Increasing Your Home’s Appeal
Remember the 60-second rule: That’s all the time you have to create a winning first impression. Here are some simple to significant ways to maximize your home’s appeal.
* Keep the grass cut and remove all yard clutter.
* Weed and apply fresh mulch to flower beds.
* Apply fresh paint to wooden fences.
* Tighten and clean all door handles.
* Clean windows inside and out.
* Powerwash home’s exterior.
* Ensure all gutters and downspouts are firmly attached and functioning.
* Paint the front door.
* Buy a new welcome mat.
* Place potted flowers near the front door.
* Evaluate the furniture in each room and remove anything that interrupts “the flow” or makes the room appear smaller.

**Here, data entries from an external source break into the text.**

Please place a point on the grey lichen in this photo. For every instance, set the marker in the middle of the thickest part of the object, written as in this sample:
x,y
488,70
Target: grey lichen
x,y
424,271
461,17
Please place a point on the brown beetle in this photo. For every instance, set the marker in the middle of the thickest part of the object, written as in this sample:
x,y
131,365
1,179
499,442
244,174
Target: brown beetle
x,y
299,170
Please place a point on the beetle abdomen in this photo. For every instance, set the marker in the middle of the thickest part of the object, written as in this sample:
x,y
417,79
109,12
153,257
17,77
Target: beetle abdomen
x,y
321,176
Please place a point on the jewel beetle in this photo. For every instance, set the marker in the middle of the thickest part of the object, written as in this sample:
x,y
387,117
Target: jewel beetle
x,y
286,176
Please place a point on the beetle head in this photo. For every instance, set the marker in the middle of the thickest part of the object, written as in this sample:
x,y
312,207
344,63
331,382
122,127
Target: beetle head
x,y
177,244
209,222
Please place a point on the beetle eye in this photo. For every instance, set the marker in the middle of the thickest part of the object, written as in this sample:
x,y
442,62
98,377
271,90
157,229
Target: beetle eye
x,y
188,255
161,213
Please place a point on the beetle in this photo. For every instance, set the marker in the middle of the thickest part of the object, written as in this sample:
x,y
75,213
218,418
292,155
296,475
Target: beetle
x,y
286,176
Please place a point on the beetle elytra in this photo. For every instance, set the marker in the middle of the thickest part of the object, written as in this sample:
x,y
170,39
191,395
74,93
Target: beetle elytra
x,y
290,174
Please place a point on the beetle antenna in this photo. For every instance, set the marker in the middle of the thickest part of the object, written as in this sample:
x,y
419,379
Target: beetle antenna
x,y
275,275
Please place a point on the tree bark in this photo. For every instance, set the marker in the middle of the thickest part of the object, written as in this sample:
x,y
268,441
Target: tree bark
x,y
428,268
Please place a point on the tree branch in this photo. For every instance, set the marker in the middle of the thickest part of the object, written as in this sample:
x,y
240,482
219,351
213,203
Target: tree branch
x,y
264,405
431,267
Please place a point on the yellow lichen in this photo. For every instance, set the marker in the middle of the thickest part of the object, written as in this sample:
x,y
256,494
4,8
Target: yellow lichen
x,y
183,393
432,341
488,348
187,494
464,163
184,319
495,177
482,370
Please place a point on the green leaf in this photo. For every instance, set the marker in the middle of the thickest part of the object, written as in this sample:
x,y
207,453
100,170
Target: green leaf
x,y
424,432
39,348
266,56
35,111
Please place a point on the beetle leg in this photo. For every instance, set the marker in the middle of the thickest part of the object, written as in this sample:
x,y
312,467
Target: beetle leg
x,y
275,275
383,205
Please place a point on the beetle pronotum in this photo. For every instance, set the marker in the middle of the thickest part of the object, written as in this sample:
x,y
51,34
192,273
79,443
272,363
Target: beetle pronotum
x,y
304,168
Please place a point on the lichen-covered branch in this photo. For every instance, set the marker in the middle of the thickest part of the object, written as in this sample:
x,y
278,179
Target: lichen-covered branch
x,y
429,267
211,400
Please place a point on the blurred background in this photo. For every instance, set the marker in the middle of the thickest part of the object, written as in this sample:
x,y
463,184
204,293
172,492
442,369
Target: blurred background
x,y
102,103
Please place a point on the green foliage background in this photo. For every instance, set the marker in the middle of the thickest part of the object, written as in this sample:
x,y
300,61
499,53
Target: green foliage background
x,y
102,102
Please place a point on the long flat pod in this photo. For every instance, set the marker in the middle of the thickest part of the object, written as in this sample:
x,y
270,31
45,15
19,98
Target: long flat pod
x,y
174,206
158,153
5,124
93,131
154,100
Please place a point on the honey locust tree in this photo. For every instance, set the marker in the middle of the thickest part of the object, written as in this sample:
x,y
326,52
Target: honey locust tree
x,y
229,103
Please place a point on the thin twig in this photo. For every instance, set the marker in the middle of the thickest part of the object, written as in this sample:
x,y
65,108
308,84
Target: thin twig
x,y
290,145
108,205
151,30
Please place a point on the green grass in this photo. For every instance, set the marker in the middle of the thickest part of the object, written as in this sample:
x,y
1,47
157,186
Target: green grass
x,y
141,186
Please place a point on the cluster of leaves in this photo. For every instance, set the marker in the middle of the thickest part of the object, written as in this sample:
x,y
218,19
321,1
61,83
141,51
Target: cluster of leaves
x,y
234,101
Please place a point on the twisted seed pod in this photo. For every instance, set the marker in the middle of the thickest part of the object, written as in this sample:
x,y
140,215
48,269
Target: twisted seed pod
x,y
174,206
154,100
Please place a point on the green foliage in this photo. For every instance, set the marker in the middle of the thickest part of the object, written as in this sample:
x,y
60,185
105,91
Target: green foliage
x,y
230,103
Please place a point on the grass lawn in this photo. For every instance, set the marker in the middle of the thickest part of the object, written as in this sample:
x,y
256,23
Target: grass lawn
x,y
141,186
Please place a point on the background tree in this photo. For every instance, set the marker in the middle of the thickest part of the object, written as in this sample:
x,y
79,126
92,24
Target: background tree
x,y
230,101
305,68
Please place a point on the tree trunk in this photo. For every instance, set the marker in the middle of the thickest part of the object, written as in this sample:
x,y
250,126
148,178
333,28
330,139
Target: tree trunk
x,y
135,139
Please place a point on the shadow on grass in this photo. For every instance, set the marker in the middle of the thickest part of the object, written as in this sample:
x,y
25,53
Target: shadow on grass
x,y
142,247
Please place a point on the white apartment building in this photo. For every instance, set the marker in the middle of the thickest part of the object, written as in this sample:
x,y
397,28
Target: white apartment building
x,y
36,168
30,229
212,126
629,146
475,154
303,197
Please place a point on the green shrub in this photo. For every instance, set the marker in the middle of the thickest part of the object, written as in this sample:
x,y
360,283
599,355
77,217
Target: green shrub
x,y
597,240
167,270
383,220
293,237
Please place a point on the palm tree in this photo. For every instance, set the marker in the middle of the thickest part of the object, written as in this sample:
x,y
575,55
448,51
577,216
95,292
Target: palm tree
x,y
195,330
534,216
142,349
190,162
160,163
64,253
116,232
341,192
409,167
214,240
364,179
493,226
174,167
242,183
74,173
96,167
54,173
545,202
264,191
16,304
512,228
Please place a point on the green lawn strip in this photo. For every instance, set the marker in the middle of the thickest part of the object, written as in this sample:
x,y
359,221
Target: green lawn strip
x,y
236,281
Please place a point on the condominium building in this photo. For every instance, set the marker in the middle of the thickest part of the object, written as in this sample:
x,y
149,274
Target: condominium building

Consider renting a storage unit to move items off-site.
* Clean and organize cabinets, closets and bookshelves.
* Clean all light fixtures and ceiling fans.
* Shampoo carpets.
* Remove excessive wall hangings and knick-knacks.
* Repair all plumbing leaks, including faucets and drain traps.
* Make minor repairs (torn screens, sticking doors, cracked caulking).
* Clean or paint walls and ceilings.
* Replace worn cabinet and door knobs.
* Fix or replace discolored grout.
* Replace broken tiles.
* Replace worn countertops.
Special details for showings
* Turn on all the lights.
* Open all drapes and shutters in the daytime.
* Keep pets secured outdoors.
* Buy new towels for bathrooms.
* Buy new bedding for bedrooms.
* Replace old lamps or lampshades.
* Play quiet background music.
* Light the fireplace or clean out the ashes and light a candelabrum.
* Infuse home with a comforting scent, such as apple spice or vanilla.
* Set the dining room table for a fancy dinner party.
* Vacate the property while it is being shown.
Practicing Good Seller’s Etiquette
Let’s face it: When your house goes on the market, you’re not only opening the door to prospective buyers, but also sometimes to unknown vendors and na?ve or unqualified buyers. As with any business transaction, there is an expected protocol to how sellers, buyers and their respective agents interact. Should you find yourself in a sticky situation, alert your agent so he or she can address and remedy the problem.
The aggressive agent
When your agent puts your house on the market, typically all promotional materials state clearly that your agent is the primary contact for buyers and buyers’ agents. However, sometimes a buyer’s agent will contact a seller directly to try to either win over their business or cut the seller’s agent out of the deal. This is not reputable behavior and you should report it to your agent immediately if it happens to you.
The unscrupulous vendor
Have you ever started a business or moved into a new house and suddenly found your mailbox full of junk mail? Unfortunately, this also can happen when you put your house on the market. When you sell your home, it necessitates all kinds of new purchasing decisions and less-than-ethical vendors are keenly aware of this. Though MLS organizations enforce rules on how posted information is used, some companies have found ways to cull information from various sources to produce mass mailing lists. If you find yourself regularly emptying your mailbox of junk, let your agent know. He or she can tap the appropriate sources to prompt an investigation into the matter.
The naive buyer
Yard signs, Internet listings and other advertisements can generate a lot of buzz for your home. Some prospective buyers – particularly first-timers – will be so buzzed to see your home that they’ll simply drop by. If this happens, no matter how nice these unexpected visitors are, it’s best not to humor their enthusiasm by discussing your home or giving an impromptu tour. Instead, politely let them know that your real estate agent is in charge of scheduling tours and provide them with the agent’s contact information. If you attempt to handle these surprise visits on your own, you might inadvertently disclose information that could hurt you during negotiations down the road.